18 de septiembre de 2010

Y se refiere a que en sus juicios se ejerció la facultad que tienen los jueces de ‘sellar’ la información en determinados casos, por ejemplo en temas como seguridad nacional, investigaciones gubernamentales en desarrollo, o víctimas o testigos en peligro; según las circunstancias y el criterio del juez, se puede desaparecer nombres, o parte de los expedientes, o eventualmente, según el precedente existente, ‘bajo circunstancias extraordinarias’ cualquier rastro del mismo [1].

Se supone que el caso de estos colombianos se aplica por su colaboración con la justicia para protegerlos de posibles retaliaciones.

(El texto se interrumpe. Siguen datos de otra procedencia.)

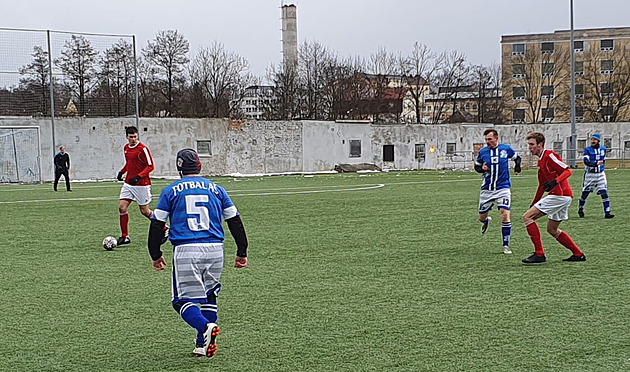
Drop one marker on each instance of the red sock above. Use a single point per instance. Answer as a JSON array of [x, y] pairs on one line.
[[564, 239], [124, 224], [534, 234]]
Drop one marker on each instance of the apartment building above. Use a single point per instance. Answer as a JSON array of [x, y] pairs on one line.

Pero resulta que todos ellos son, más que capos de la mafia, jefes paramilitares que tiene pendiente en Colombia crímenes confesados, desde el asesinato de un Juez, hasta el asumir uno de ellos la responsabilidad por 450 muertes. Y no hay forma de saber ni siquiera si fue negociación de penas u otra la razón para que no deba quedar ninguna información sobre estas personas. Incluso no se sabe si se les hace el seguimiento pues a uno de ellos, que tenía como garante un primo, al ser requerido sobre su existencia , dijo haber perdido el contacto con él.

En Estados Unidos despierta interés el uso de tal sistema y no necesariamente por ser el caso de los colombianos. Entre otras porque aunque la justicia federal presionó para que quedara constancia en el registro bajo el rubro de ‘bajo sello’ (‘classified’) y no quedara ni siquiera constancia de proceso, varios Jueces de Distrito no han acatado esa directriz.

A nosotros nos interesan otros aspectos.

De por medio está el incumplimiento de lo que dijo el Embajador Brownfield que había sido acordado con el Gobierno Uribe al momento de la extradición, a saber, que los Estados Unidos garantizaba que “las víctimas, sus apoderados, y los fiscales colombianos tendrían acceso a los individuos extraditados y a sus bienes” de tal manera que no se impediría el desarrollo de los procesos de ‘Verdad, Justicia, y Reparación’.

A sabiendas que por lo menos 14 de los jefes paramilitares que se habían acogido a la ‘jurisdicción’ de Justicia y Paz fueron extraditados y que el Gobierno Uribe reivindicó haber enviado cerca de otros 500 nacionales, una inquietud sería la de saber cuáles y cuántos de estos han quedado en estas condiciones.

El estudio hecho por la justicia federal en 2006 estableció que sobre un millón de procesos cobijados en alguna de las variantes de ese ‘sellamiento’ solo 275 habían desaparecido completamente. Al mismo tiempo una investigación de la AP señaló que a partir de ese año aumentaron los casos tratados de esa manera. A nosotros nos interesaría saber que porcentaje se refería a colombianos y sobre todo que porcentaje del aumento nos correspondió.

Y, para presentar la inquietud que muchos manifiestan respecto al hecho que se extraditaran en plena confesión los jefes paramilitares, dado que su envío fue una decisión personal de Uribe y que existía la ‘relación especial’ con Bush, es posible que el fuero que cobije a los ‘esfumados’ sea bajo el fuero de ‘Interés Gubernamental’ y no decisión de los jueces.